I have taught Constitutional Law in one form or another at Northwestern University for 13 years and have published more than 25 articles in all of the top law reviews including the Harvard Law Review, the Yale Law Journal, the Stanford Law Review, and the University of Chicago Law Review. I served as a law clerk to Justice Antonin Scalia and as a Special Assistant to the Attorney General of the United States. I am a Co-Founder and the Chairman of the Board of Directors of the Federalist Society, a national organization of conservative and libertarian lawyers. I offer this legal opinion in my individual capacity, and not on behalf of my academic institution, the Federalist Society or any client.

The U.S. Constitution was written to establish a general presumption of majority rule for congressional decision-making. The historical reasons for this are clear. A major defect with the Constitution’s precursor, the Articles of Confederation, was that it required super-majorities for the making of many important decisions. The Framers of our Constitution deliberately set out to remedy this defect by empowering Congress to make most decisions by majority rule. The Constitution thus presumes that most decisions will be made by majority rule, except in seven express situations where a two-thirds vote is required.

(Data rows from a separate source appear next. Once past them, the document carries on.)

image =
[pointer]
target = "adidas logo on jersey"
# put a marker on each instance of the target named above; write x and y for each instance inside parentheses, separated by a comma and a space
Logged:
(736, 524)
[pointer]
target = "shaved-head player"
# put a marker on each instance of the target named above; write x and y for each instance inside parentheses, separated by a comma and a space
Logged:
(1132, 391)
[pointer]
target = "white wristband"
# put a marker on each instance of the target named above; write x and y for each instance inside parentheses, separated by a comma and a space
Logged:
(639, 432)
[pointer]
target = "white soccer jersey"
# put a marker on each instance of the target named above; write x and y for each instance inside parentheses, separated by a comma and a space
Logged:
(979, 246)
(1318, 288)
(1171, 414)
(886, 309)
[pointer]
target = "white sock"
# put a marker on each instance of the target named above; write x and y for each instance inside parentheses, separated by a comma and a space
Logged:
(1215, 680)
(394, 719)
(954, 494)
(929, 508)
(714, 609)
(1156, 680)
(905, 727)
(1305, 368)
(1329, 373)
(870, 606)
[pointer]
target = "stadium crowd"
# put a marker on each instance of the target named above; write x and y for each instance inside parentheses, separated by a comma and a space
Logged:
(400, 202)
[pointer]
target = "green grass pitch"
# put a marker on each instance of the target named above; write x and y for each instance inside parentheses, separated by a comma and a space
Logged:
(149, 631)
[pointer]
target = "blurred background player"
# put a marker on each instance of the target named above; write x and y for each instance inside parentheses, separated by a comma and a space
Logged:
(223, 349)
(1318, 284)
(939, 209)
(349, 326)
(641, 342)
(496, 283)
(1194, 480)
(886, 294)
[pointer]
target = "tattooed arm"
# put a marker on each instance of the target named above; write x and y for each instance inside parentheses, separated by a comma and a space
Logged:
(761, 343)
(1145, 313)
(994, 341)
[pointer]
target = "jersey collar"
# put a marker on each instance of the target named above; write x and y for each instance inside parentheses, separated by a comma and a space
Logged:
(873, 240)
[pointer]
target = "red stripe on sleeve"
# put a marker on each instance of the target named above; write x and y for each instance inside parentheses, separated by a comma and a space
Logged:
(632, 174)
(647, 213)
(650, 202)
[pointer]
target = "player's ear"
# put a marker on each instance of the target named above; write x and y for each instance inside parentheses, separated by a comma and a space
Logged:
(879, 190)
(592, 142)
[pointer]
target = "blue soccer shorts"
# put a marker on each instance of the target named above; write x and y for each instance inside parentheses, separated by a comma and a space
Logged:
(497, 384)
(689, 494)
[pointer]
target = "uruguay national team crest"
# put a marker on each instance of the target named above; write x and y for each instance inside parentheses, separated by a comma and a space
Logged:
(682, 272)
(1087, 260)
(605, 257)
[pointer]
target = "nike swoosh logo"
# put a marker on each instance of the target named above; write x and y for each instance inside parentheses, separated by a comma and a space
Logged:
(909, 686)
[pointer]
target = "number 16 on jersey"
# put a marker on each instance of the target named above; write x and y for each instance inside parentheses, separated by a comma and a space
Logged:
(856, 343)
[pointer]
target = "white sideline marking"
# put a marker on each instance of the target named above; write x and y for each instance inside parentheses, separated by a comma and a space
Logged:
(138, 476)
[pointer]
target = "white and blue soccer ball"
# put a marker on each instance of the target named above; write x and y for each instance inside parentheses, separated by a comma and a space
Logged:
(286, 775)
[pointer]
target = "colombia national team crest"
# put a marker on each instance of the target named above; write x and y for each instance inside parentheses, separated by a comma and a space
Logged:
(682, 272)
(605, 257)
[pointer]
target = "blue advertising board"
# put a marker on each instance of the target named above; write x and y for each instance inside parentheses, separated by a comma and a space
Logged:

The seven exceptional situations where a super-majority is required include: overriding presidential vetoes, ratifying treaties, approving constitutional amendments, and expelling a member.

The Senate can always change its rules by majority vote. To the extent that Senate Rule XXII purports to require a two-thirds majority to invoke cloture on a rule change, Rule XXII is unconstitutional. It is an ancient principle of Anglo-American constitutional law that one legislature cannot bind a succeeding legislature. The great William Blackstone himself said in his Commentaries that "Acts of parliament derogatory from the power of subsequent parliaments bind not...". Thus, to the extent that the last Senate to alter Rule XXII sought to bind this session of the Senate its action was unconstitutional. A simple majority of the Senate can and should now amend Rule XXII by majority vote to ban filibusters of judicial nominations.
Leading scholars in this area of law such as John O. McGinnis of Northwestern University, Michael Rappaport of San Diego University, and Erwin Chemerinsky of the University of Southern California all have written that the Senate Rules can be changed at any time by a simple majority of the Senate. More importantly, Vice Presidents Richard M. Nixon, Hubert H. Humphrey, and Nelson A. Rockefeller have all so ruled while presiding over the United States Senate. Some commentators have gone even further in challenging filibusters of legislation as unconstitutional, as did Lloyd Cutler, White House Counsel to Presidents Carter and Clinton. Indeed, eight years ago, 17 very distinguished law professors, led by Yale Law Professor Bruce Ackerman, opined that a new Rule in the House of Representatives purporting to create a 3/5 requirement for enacting new tax increases was unconstitutional. The Ackerman letter wisely called for limiting the proliferation of new extra-constitutional, super-majority rules – counsel that the Senate should heed here.

What will happen if the filibuster is allowed to spread to the new area of judicial confirmations? It will next spread to the resolution every new Senate must pass to organize itself, set up Committees, and apportion staff and other resources. The filibusters next expansion will be one wherein a minority of 41 Senators will claim they are entitled to equal slots and Committee resources as are enjoyed by a majority of 59 Senators. This is the logical extension of the filibusters protection of minority rule under the inexorable Calhounian logic now being played out.